The period between last month and May 2020 was marked by strong demand for manufactured products that, despite the substantial hurdle of sourcing supplies and talent to make them, managed to drive manufacturing growth for about 30 months straight.
That demand is slowly petering out. The ISM’s index for new orders fell from 49.2 to 47.2%, indicating faster growth. Timothy Fiore, chair of the ISM’s manufacturing business survey committee, noted that several survey indicators of demand had fallen.
“The November composite index reading reflects companies’ preparing for future lower output,” he said in the report, noting that the new orders and new export orders have both fallen for three and four months, respectively.

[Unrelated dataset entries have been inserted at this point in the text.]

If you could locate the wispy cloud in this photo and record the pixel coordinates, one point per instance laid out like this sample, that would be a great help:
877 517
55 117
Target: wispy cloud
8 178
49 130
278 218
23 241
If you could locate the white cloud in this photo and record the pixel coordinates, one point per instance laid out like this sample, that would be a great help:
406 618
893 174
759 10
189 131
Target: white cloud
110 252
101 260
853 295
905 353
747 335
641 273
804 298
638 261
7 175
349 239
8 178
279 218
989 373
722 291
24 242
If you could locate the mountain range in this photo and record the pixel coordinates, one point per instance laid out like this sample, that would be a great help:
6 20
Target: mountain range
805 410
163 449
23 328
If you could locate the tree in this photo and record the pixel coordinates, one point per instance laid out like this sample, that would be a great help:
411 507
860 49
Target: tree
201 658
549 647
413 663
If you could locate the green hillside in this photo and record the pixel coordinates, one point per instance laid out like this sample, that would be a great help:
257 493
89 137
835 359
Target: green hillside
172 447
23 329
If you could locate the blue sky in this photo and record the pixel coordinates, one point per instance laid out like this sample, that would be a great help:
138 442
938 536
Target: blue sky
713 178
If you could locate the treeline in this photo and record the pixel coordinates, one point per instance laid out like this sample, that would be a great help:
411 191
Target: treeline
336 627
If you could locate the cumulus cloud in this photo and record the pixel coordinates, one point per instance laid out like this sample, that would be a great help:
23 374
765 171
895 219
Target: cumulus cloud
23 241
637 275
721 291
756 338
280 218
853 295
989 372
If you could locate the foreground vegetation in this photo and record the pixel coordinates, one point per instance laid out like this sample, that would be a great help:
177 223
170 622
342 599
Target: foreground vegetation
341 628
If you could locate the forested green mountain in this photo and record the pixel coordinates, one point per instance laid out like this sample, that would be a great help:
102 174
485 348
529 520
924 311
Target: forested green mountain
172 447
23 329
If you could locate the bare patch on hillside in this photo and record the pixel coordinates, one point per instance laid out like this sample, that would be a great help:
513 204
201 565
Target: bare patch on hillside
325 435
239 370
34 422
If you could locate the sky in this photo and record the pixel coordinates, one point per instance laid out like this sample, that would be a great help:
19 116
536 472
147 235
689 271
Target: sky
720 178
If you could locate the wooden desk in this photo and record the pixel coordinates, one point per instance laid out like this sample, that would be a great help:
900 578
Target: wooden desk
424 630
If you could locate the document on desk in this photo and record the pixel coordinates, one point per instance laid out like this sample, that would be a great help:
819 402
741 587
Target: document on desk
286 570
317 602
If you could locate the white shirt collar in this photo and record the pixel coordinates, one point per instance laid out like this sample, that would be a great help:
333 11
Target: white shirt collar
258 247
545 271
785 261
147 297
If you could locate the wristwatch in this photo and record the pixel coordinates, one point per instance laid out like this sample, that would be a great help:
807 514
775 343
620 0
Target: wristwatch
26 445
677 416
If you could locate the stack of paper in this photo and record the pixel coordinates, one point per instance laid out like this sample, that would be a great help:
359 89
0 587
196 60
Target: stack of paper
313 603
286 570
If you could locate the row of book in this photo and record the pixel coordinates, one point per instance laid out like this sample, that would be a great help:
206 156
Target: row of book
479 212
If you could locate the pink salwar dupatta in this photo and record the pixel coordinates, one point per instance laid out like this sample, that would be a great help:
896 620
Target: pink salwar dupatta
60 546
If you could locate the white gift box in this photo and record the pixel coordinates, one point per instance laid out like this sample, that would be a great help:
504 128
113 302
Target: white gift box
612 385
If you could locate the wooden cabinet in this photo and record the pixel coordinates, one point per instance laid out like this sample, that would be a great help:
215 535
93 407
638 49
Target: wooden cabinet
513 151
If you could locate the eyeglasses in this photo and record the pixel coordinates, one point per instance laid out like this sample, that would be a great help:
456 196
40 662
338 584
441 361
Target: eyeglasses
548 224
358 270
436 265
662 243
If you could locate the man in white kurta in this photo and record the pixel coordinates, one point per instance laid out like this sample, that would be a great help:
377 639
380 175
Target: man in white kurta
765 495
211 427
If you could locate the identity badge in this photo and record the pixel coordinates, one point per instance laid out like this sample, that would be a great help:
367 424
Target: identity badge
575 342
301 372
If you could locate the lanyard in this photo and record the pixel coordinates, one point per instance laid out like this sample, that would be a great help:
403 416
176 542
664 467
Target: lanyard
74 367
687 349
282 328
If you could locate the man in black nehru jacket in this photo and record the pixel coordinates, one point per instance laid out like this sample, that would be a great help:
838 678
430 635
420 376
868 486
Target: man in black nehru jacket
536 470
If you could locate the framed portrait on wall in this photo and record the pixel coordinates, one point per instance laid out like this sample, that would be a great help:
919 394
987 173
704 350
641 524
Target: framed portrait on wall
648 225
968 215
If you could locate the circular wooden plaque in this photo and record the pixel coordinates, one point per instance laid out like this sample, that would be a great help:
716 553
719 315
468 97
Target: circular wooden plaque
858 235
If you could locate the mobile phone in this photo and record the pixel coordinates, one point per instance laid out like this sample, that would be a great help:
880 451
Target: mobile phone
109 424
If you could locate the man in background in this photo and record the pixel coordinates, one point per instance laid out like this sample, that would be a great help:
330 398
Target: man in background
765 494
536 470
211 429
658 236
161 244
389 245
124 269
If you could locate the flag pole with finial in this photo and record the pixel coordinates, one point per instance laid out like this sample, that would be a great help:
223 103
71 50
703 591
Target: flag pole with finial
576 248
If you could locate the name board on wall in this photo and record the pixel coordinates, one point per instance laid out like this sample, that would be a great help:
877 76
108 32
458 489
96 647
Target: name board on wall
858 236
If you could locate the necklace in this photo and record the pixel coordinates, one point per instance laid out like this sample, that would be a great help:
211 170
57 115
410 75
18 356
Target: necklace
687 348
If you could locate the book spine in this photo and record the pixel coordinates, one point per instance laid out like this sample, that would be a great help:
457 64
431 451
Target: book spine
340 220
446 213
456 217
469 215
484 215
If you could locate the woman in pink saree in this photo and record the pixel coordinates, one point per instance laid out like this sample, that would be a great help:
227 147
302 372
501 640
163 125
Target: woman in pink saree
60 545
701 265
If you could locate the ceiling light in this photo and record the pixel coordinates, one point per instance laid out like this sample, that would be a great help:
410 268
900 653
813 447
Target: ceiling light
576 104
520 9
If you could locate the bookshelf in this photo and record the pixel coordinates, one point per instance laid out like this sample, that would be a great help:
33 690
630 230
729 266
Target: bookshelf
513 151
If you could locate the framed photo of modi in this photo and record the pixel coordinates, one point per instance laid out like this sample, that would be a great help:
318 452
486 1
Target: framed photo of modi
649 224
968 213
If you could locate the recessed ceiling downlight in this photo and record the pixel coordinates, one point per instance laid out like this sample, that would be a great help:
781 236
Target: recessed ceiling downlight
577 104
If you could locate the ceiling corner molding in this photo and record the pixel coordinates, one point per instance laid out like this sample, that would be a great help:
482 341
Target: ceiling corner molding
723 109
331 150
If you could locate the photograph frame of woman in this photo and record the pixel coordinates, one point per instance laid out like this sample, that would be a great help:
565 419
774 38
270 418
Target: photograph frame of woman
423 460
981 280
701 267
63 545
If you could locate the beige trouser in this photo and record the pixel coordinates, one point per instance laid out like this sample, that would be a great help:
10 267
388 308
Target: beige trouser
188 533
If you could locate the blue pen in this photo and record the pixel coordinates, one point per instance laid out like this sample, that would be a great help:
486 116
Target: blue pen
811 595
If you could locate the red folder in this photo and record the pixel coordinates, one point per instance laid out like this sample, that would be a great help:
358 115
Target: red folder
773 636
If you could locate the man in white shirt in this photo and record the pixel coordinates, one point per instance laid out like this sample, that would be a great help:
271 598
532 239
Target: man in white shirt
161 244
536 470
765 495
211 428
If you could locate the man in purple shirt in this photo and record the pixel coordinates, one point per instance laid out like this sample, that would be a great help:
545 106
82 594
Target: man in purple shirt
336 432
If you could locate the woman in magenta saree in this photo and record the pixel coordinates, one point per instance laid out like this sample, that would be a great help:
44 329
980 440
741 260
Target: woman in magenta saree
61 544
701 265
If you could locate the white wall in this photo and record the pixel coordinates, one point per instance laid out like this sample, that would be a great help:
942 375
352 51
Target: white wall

Other key indicators for manufacturing growth were mixed but mostly negative. The employment index fell from unchanged in October at 50% to 48.4%, indicating more trouble for businesses hiring employees. The production index, however, fell slightly but remained in growth territory, dropping 0.8 points to 52.3%.

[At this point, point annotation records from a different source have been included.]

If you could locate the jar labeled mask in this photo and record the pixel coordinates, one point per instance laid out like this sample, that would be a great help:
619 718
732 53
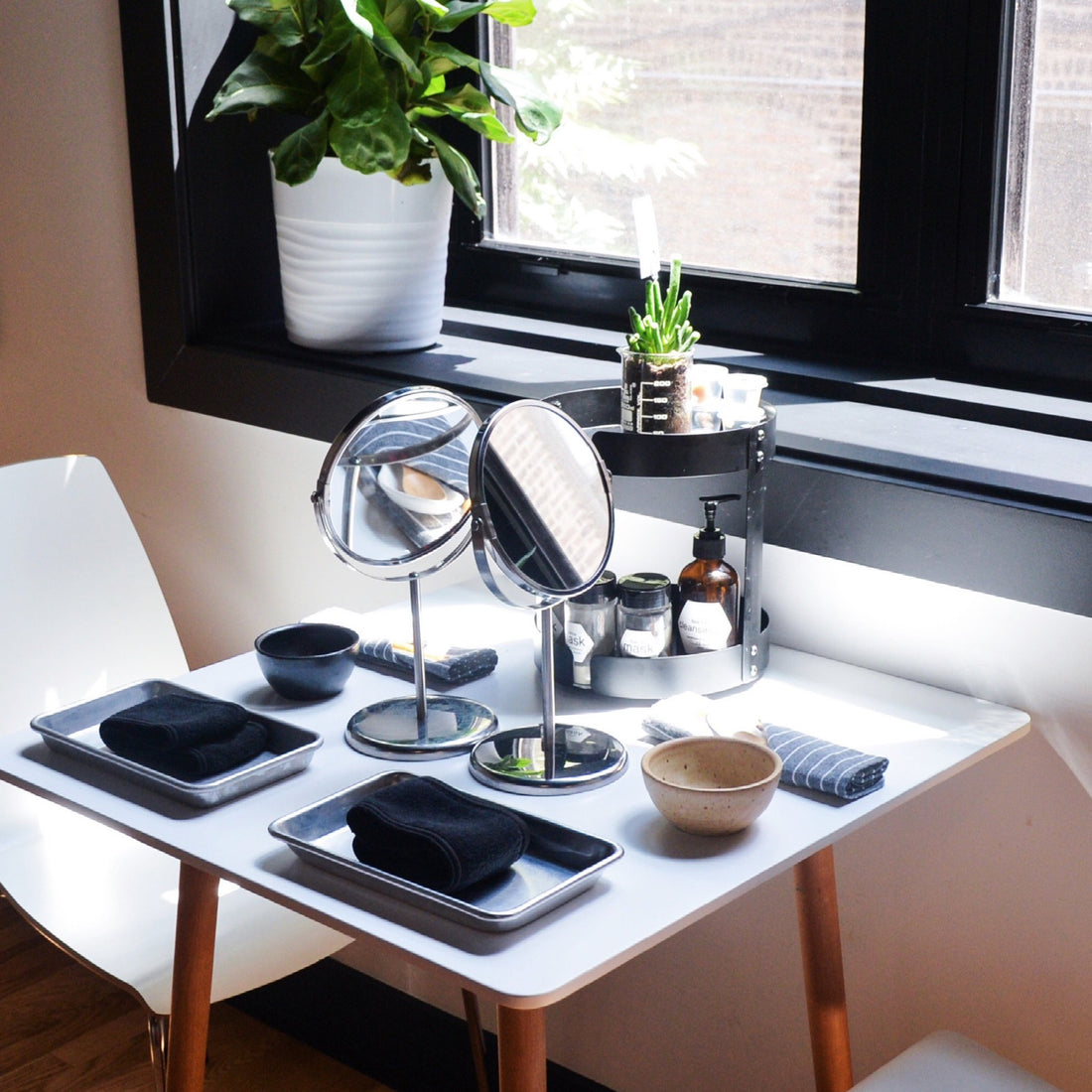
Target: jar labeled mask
590 626
644 615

In comments on the survey, manufacturing executives echoed the survey’s findings as they related to their own businesses.
“Customer demand is softening, yet suppliers are maintaining high prices and record profits,” reported an executive in the computers and electronics industry. A leader in the electrical equipment and appliances sector noted that lower housing starts were hurting demand. “We’re sitting on cash that is tied up in inventory,” they said. And a machinery executive said slackening demand seemed tied to economic concerns.
“General economic uncertainty has created a slowdown in orders as we approach the end of the year, and many of our key customers are reducing their capital expenditures spend,” they said.